Siyasi tutsakların yaklaşık 6 yıldır hayata geçirilen bu uygulamalarla nerdeyse ihlal edilmeyen hakları kalmamıştır. Öncelikle tutsakların radyolarına el konuldu. Ardından istedikleri gazeteler yasak denilerek verilmemeye başlandı. Yetmedi, tutsakların odalarında bulunan ve muhalif yayınevlerinden çıkan tüm kitap ve dergiler toplatıldı. Tabii ki yapılanlar salt bunlarla sınırlı değildi. Sözünü ettiğimiz bu süreçte tutsakların hemen hemen tüm sosyal faaliyetleri iptal edildi. Hastane, mahkeme vs. yerlere gidiş-gelişler, tabiri caizse işkence haline getirildi. Kurum güvenliği gerekçe gösterilerek, akla hayale gelmeyen arama biçimleri dayatılıp kabul etmeyen tutsaklar, hastane ve mahkemelere götürülmeyerek bu alanlardaki hakları ihlal edildi. Bunların yanı sıra ayakta sayım, koridorlarda askeri nizamda yürüme, oda aramalarında her yeri olabildiğince dağıtma vb. birçok usule uygun olmayan uygulamalar geliştirildi. Yine cezaevi idaresinin hoşuna gitmeyen mektup ve dilekçeler keyfi bir şekilde engellenerek çıkışları yapılmayıp işleme alınmadı. Bunlara ses çıkaran tutsaklara ise ya disiplin cezaları verildi ya da sudan gerekçelerle infazları yakıldı. Hele İnfaz Kanunu’nda yapılan değişiklik ile koşullu tahliyeler Gözlem Kurulu’nun onayına bağlanmasıyla tutsaklar tam anlamıyla keyfi kararlarla yüz yüze bırakıldı. Bu değişiklikten dolayı şu an cezaevlerinde onlarca tutsak yatar sürelerini bitirmelerine rağmen bırakılmıyor. Oysa çıkarılan bir kanun geriye işlemiyor. Başka bir ifadeyle kanunlarda lehine olan hükümler uygulanır. Bu, hukukta temel bir prensiptir. Buna rağmen bu insanlar bırakılmıyor ve keyfi bir biçimde içeride tutulmaya devam ediliyor.

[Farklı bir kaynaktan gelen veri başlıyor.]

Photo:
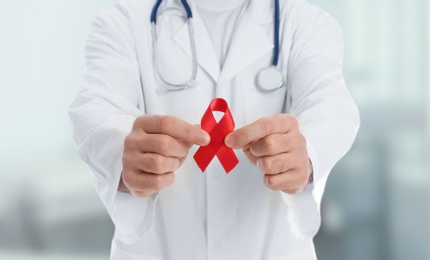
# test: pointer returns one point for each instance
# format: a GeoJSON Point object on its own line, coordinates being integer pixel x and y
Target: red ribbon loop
{"type": "Point", "coordinates": [218, 132]}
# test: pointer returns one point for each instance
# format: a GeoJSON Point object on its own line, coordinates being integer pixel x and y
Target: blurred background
{"type": "Point", "coordinates": [377, 201]}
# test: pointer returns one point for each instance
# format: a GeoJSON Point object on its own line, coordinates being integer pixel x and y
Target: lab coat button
{"type": "Point", "coordinates": [216, 175]}
{"type": "Point", "coordinates": [217, 245]}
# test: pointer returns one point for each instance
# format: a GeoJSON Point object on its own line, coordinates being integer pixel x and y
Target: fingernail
{"type": "Point", "coordinates": [228, 141]}
{"type": "Point", "coordinates": [206, 138]}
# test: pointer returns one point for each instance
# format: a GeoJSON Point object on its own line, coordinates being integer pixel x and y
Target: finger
{"type": "Point", "coordinates": [164, 145]}
{"type": "Point", "coordinates": [278, 163]}
{"type": "Point", "coordinates": [144, 182]}
{"type": "Point", "coordinates": [272, 145]}
{"type": "Point", "coordinates": [250, 156]}
{"type": "Point", "coordinates": [277, 124]}
{"type": "Point", "coordinates": [155, 163]}
{"type": "Point", "coordinates": [174, 127]}
{"type": "Point", "coordinates": [289, 181]}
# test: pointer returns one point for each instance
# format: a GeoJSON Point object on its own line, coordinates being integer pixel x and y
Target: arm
{"type": "Point", "coordinates": [321, 126]}
{"type": "Point", "coordinates": [102, 115]}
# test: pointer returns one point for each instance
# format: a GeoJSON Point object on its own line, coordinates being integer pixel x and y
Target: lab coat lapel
{"type": "Point", "coordinates": [206, 56]}
{"type": "Point", "coordinates": [249, 41]}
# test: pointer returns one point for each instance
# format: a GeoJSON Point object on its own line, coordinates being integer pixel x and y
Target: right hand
{"type": "Point", "coordinates": [155, 148]}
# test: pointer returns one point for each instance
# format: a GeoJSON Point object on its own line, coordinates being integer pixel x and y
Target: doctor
{"type": "Point", "coordinates": [153, 67]}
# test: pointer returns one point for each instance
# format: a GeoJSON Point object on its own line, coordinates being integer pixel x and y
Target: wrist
{"type": "Point", "coordinates": [122, 187]}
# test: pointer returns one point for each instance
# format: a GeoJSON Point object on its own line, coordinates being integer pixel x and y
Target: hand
{"type": "Point", "coordinates": [276, 146]}
{"type": "Point", "coordinates": [155, 148]}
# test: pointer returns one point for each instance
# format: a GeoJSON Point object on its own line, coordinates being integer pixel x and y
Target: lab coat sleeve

Belki yukarıda dile getirmeye çalıştığımız şeylerin dışarda olan bir insan için bir anlamı olmayabilir. Ama içeride olanlar için bu böyle değil. Daha doğrusu içerideki tutsakların yaşam damarları bu sözünü ettiğimiz şeylerin sağlıklı işlemesiyle mümkündür. Bunlar kesildiğinde veya işlemez kılındığında tutsakların yaşam damarlarını da kesmiş olursunuz. Zaten zindanlar insan doğasına aykırı yapılmış mekanlardır. Bunun üstüne yukarıdaki uygulamalar da eklenince, zindanlar tutsaklar için bir cehenneme dönüşürler. Maalesef bugün birçok zindan, bu durumu yaşıyor.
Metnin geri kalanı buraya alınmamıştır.